According to information available to BNS, the decision was made by the party's presidium on Tuesday.
Gedvilas, 53, former head coach of Lithuania's national women basketball team, has been a member of the Labour Party since 2004 and was re-elected for the third consecutive term in the elections in mid-October.
In 1981, Gedvilas graduated from the Lithuanian State Institute of Physical Education and defended a doctoral degree in biomedicine in 1999.
Between 1988 and 2004, he coached men's and women's basketball teams and was the head coach of women's national basketball team between 1996 and 2002.
Every soldier wants to be general
The Labour Party's candidate for parliamentary speaker Vydas Gedvilas says he has agreed to run for the post, which he is ready for.
"To put it simply, if you participate in politics and represent some political force – which soldier would not want to be a general?," Gedvilas told journalists on Tuesday.

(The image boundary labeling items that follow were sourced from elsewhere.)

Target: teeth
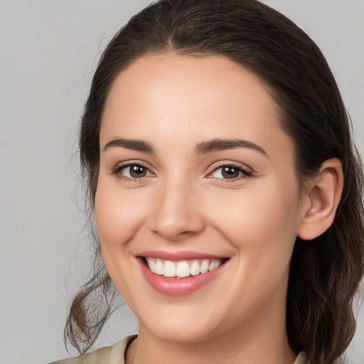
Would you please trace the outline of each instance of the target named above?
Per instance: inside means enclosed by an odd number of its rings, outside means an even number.
[[[221,265],[222,260],[215,259],[197,259],[181,262],[171,262],[156,258],[146,258],[148,267],[151,272],[160,276],[168,277],[176,277],[185,278],[186,277],[196,276],[207,272],[215,269]]]
[[[176,277],[176,265],[172,262],[167,261],[164,263],[163,275],[164,277]]]
[[[176,275],[177,277],[179,277],[180,278],[188,277],[190,275],[190,264],[186,261],[180,262],[177,264],[177,269],[176,269]]]
[[[200,274],[200,264],[197,260],[195,260],[190,267],[190,272],[191,276],[197,276]]]
[[[204,260],[200,267],[200,273],[206,273],[208,270],[208,260]]]

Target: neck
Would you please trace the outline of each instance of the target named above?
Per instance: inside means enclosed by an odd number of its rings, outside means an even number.
[[[139,337],[128,350],[126,363],[292,364],[296,354],[288,343],[284,317],[252,317],[238,329],[196,343],[161,339],[140,324]]]

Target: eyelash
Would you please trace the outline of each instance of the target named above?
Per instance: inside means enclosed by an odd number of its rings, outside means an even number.
[[[132,166],[136,166],[138,167],[141,167],[143,168],[145,168],[147,171],[149,171],[150,173],[153,174],[148,168],[143,166],[142,164],[139,163],[128,163],[127,162],[125,164],[118,165],[112,171],[111,171],[111,174],[115,175],[118,178],[122,179],[123,181],[125,181],[127,182],[141,182],[142,178],[144,178],[145,176],[143,177],[139,177],[139,178],[130,178],[127,177],[125,176],[123,176],[122,174],[119,174],[122,171],[127,167],[131,167]],[[236,182],[237,181],[240,181],[242,179],[247,178],[249,177],[251,177],[252,176],[252,171],[245,169],[242,166],[239,166],[237,164],[235,164],[233,163],[223,163],[221,162],[218,165],[216,168],[215,168],[211,172],[210,172],[207,176],[207,178],[213,178],[214,177],[208,176],[212,175],[214,172],[220,169],[223,167],[231,167],[232,168],[238,170],[240,172],[242,172],[242,176],[240,176],[237,178],[218,178],[216,179],[221,180],[223,181],[224,183],[230,183],[232,182]]]

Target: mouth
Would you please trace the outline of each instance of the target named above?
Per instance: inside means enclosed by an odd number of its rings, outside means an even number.
[[[157,252],[144,253],[137,260],[144,278],[155,290],[176,296],[192,293],[215,280],[229,258]]]
[[[178,279],[204,274],[218,268],[227,259],[198,259],[182,261],[165,260],[144,257],[145,265],[152,273],[166,278]]]

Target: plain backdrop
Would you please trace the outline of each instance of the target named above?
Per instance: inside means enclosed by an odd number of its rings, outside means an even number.
[[[102,50],[149,2],[0,0],[0,364],[46,364],[76,354],[66,352],[63,329],[90,250],[76,205],[77,124]],[[264,2],[321,48],[364,154],[364,1]],[[358,313],[348,354],[357,364],[364,363],[363,309]],[[95,348],[136,329],[121,310]]]

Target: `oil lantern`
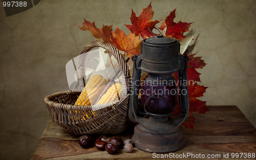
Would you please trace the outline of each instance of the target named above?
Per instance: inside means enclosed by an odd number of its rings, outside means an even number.
[[[141,54],[132,58],[129,116],[137,124],[132,138],[136,148],[148,152],[169,153],[185,144],[181,125],[189,114],[187,57],[180,54],[179,41],[164,37],[155,29],[160,34],[151,31],[156,36],[143,40]],[[141,71],[148,76],[140,86]],[[172,75],[176,72],[178,82]],[[138,104],[140,92],[141,107]],[[173,114],[178,101],[181,113]]]

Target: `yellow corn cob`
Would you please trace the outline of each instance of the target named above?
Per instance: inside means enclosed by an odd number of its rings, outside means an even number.
[[[120,83],[113,84],[96,104],[104,104],[119,100],[122,95],[121,88],[122,85]]]
[[[90,105],[94,104],[105,88],[106,81],[99,74],[92,76],[76,100],[75,105]]]

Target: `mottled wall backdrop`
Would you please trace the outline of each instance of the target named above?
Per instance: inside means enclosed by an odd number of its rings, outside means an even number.
[[[113,24],[129,31],[151,1],[44,1],[6,16],[0,6],[0,159],[30,159],[50,118],[44,98],[69,89],[65,66],[94,40],[81,25]],[[154,20],[177,8],[177,21],[194,22],[200,33],[194,52],[207,65],[198,71],[208,87],[207,104],[236,105],[255,123],[255,1],[155,1]],[[158,26],[160,26],[159,24]]]

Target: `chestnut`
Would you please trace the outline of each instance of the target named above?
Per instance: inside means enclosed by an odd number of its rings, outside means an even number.
[[[83,148],[87,148],[93,145],[93,138],[89,135],[83,135],[80,137],[78,141],[80,146]]]
[[[125,144],[127,144],[127,143],[133,144],[133,141],[132,141],[132,140],[129,139],[126,139],[123,140],[123,145],[125,145]]]
[[[110,139],[111,139],[111,138],[110,138],[110,137],[108,137],[108,138],[107,138],[106,139],[106,142],[110,142]]]
[[[123,149],[125,152],[131,153],[133,151],[133,145],[131,143],[126,143],[123,146]]]
[[[109,142],[105,146],[105,149],[108,153],[113,154],[118,151],[119,147],[116,142]]]
[[[122,138],[118,136],[113,136],[110,139],[110,142],[116,142],[119,149],[122,149],[123,147],[123,143]]]
[[[103,150],[107,142],[104,139],[100,137],[95,141],[94,146],[98,149]]]

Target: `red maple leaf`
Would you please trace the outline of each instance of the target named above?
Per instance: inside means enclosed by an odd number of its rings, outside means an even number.
[[[110,40],[110,38],[112,36],[112,25],[103,25],[102,29],[100,29],[96,27],[94,22],[91,23],[85,19],[82,24],[83,25],[81,26],[76,25],[81,30],[90,31],[92,35],[96,39],[102,39],[104,42],[113,44]]]
[[[123,32],[116,26],[116,30],[113,32],[113,37],[111,39],[117,49],[125,51],[130,58],[135,54],[136,56],[140,54],[140,45],[141,41],[139,36],[130,32],[126,36]]]
[[[155,26],[156,24],[159,22],[159,21],[153,21],[153,15],[154,11],[152,11],[152,7],[150,3],[147,8],[142,9],[142,11],[138,17],[136,17],[136,14],[132,9],[132,15],[130,18],[132,24],[125,25],[132,33],[135,34],[136,36],[141,35],[143,39],[146,39],[146,37],[154,36],[154,35],[148,31],[148,28]],[[150,30],[152,31],[153,29]]]
[[[188,28],[192,23],[182,22],[180,21],[178,23],[174,22],[174,19],[176,17],[175,9],[168,15],[165,17],[165,19],[162,23],[160,28],[161,30],[163,30],[167,26],[165,36],[172,38],[175,38],[178,40],[182,40],[186,37],[183,35],[183,33],[189,31]]]
[[[189,128],[194,130],[194,125],[196,120],[193,116],[193,113],[205,114],[209,111],[207,108],[206,102],[197,99],[197,97],[203,96],[207,87],[200,86],[197,82],[200,82],[199,75],[196,68],[203,68],[206,65],[203,60],[201,60],[200,57],[194,57],[196,54],[188,56],[187,61],[187,85],[188,90],[188,96],[189,99],[189,117],[187,120],[182,124],[185,128]],[[174,73],[173,75],[176,81],[178,81],[178,72]],[[174,109],[174,114],[181,114],[179,103]]]
[[[205,66],[206,64],[204,63],[204,60],[201,59],[202,57],[194,57],[194,56],[196,55],[196,54],[197,54],[197,52],[195,54],[187,56],[188,57],[187,67],[202,69],[203,67]]]

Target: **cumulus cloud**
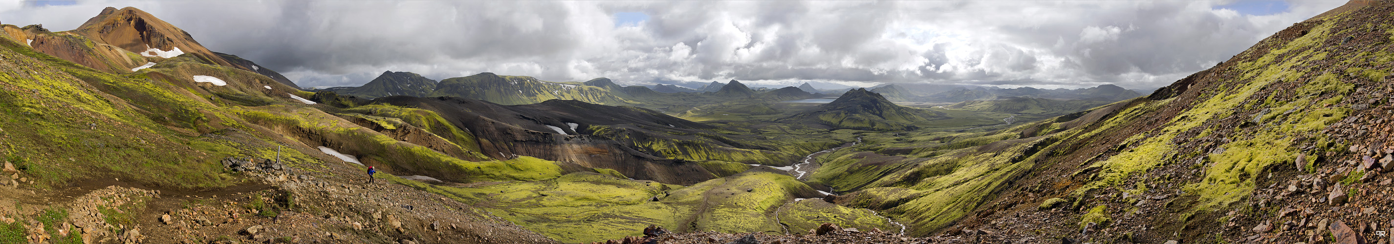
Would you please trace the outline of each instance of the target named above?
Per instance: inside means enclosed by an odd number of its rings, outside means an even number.
[[[385,70],[548,81],[1167,85],[1341,1],[78,1],[0,4],[72,29],[132,6],[307,86]],[[616,13],[647,20],[618,25]]]

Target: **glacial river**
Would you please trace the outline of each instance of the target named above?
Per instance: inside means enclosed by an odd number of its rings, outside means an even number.
[[[804,100],[810,100],[810,99],[804,99]],[[814,153],[810,153],[809,156],[804,156],[804,158],[803,158],[803,163],[799,163],[799,165],[793,165],[793,169],[792,169],[792,170],[789,170],[789,171],[793,171],[793,173],[795,173],[795,178],[797,178],[797,180],[804,180],[804,176],[807,176],[807,174],[809,174],[809,171],[806,171],[806,167],[809,167],[809,166],[811,166],[811,165],[814,163],[814,158],[813,158],[813,156],[817,156],[817,155],[820,155],[820,153],[828,153],[828,152],[832,152],[832,151],[838,151],[838,149],[842,149],[842,148],[848,148],[848,146],[855,146],[855,145],[857,145],[857,144],[861,144],[861,138],[860,138],[860,137],[857,137],[857,141],[856,141],[856,142],[852,142],[852,145],[846,145],[846,146],[838,146],[838,148],[832,148],[832,149],[827,149],[827,151],[818,151],[818,152],[814,152]],[[824,192],[824,191],[818,191],[818,192],[822,192],[822,194],[829,194],[829,192]],[[831,194],[829,194],[829,195],[831,195]],[[793,201],[795,201],[795,202],[797,202],[797,201],[802,201],[802,199],[803,199],[803,198],[797,198],[797,199],[793,199]],[[892,220],[891,218],[887,218],[887,216],[881,216],[881,213],[878,213],[878,212],[875,212],[875,211],[871,211],[871,209],[864,209],[864,211],[867,211],[867,212],[871,212],[871,215],[875,215],[875,216],[878,216],[878,218],[881,218],[881,219],[885,219],[885,222],[891,222],[892,224],[896,224],[896,226],[901,226],[901,234],[905,234],[905,230],[906,230],[906,227],[905,227],[905,224],[902,224],[901,222],[895,222],[895,220]],[[775,213],[775,218],[776,218],[776,220],[778,220],[778,218],[779,218],[779,213],[778,213],[778,212]],[[785,233],[788,233],[788,231],[789,231],[789,230],[785,230]]]

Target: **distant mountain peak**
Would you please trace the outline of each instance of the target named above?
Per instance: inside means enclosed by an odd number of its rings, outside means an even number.
[[[584,84],[590,85],[590,86],[598,86],[598,88],[619,88],[619,85],[616,85],[615,81],[611,81],[609,78],[604,78],[604,77],[585,81]]]
[[[344,88],[335,91],[343,95],[365,96],[365,98],[382,98],[382,96],[417,96],[422,98],[431,93],[436,88],[435,79],[421,77],[415,73],[393,73],[383,71],[382,75],[374,78],[368,84],[357,88]]]
[[[730,79],[730,82],[721,86],[721,91],[717,91],[717,96],[751,98],[756,96],[756,91],[746,86],[746,84],[740,84],[740,81]]]

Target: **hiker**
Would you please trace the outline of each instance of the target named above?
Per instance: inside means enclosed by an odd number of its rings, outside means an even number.
[[[372,183],[372,173],[378,173],[378,169],[372,169],[372,166],[368,166],[368,183]]]

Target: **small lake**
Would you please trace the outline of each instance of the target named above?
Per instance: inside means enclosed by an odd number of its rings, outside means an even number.
[[[831,103],[838,98],[815,98],[815,99],[800,99],[800,100],[785,100],[785,103]]]

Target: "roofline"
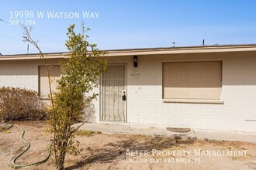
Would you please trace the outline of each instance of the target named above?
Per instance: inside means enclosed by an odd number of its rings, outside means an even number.
[[[159,47],[159,48],[141,48],[126,49],[102,50],[107,53],[106,56],[120,56],[133,55],[156,55],[156,54],[177,54],[177,53],[224,53],[224,52],[243,52],[256,51],[256,44],[243,45],[213,45],[201,46],[180,46],[180,47]],[[43,53],[46,59],[64,59],[68,58],[68,52],[46,53]],[[12,54],[2,55],[0,60],[38,60],[39,53],[31,54]]]

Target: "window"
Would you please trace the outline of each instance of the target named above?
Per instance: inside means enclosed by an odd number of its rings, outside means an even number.
[[[221,61],[164,63],[164,102],[222,103],[221,81]]]
[[[51,88],[52,90],[56,90],[57,80],[60,80],[61,77],[61,66],[49,66],[49,72],[50,76]],[[48,76],[47,72],[47,66],[39,66],[39,94],[40,97],[47,98],[50,94],[50,87],[48,83]]]

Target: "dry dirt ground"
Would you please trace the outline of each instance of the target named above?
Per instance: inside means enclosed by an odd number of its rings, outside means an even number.
[[[17,162],[43,159],[50,143],[45,131],[47,123],[12,124],[25,129],[25,138],[31,144],[30,149]],[[90,134],[85,131],[77,136],[83,151],[78,156],[67,156],[66,169],[256,169],[256,144],[88,134]],[[21,135],[22,131],[16,127],[0,132],[0,169],[12,169],[12,160],[25,149]],[[233,155],[227,155],[227,153]],[[56,167],[51,156],[45,163],[24,168],[56,169]]]

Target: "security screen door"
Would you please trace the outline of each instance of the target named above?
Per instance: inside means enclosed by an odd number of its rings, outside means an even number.
[[[126,121],[126,64],[111,64],[102,74],[102,121]]]

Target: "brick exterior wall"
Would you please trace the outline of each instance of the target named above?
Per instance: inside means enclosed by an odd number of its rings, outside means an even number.
[[[127,65],[127,123],[133,125],[179,127],[256,132],[256,53],[217,53],[109,57],[109,63]],[[162,63],[214,61],[223,63],[221,100],[223,104],[164,103]],[[52,60],[53,64],[59,60]],[[38,90],[40,61],[1,61],[0,87]],[[95,92],[99,93],[99,89]],[[100,120],[99,97],[87,110],[92,122]]]

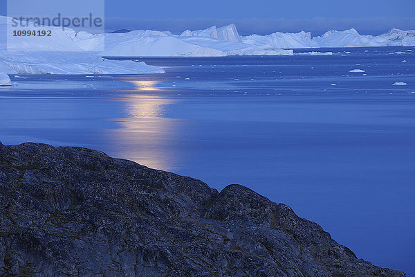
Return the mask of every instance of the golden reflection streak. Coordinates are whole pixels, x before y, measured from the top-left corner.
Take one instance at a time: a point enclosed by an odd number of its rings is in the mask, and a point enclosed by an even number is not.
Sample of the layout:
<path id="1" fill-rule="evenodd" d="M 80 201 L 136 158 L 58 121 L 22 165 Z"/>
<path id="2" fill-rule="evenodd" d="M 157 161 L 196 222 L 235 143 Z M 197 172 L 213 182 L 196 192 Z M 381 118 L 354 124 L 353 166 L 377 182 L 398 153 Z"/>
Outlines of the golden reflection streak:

"This is the second proposal I've received – I've been asked twice in my life to be the chairman, I refused because I wasn't ready. Now I'm ready. Eight years in political life, I've headed the (parliamentary) Committee on Education and the European Affairs Committee, I was the parliamentary vice-speaker for four years, I am up for the challenge," said the candidate for parliamentary speaker.
He said the Labour Party's presidium discussed a few candidates and proposed only his candidacy for voting, and the majority voted in support of proposing him for parliamentary speaker. Gedvilas refused to reveal other candidates.
According to informal reports, other candidates included parliament vice-speaker Virginija Baltraitienė and former speaker Artūras Paulauskas.
Algirdas Butkevičius, the leader of the Lithuanian Social Democratic Party, said he was satisfied Gedvilas' candidacy.
"My opinion is positive, as he has worked in parliament for a number of tenures, he has experience and I think the person should test himself in a higher post," Butkevičius told journalists on Wednesday.
The Social Democratic leader said he did not think the parliament would make obstacles on Gedvilas' accession to the position. "I don't think there should be any (obstacles), from as much as I know, the reviews are positive," Butkevičius said.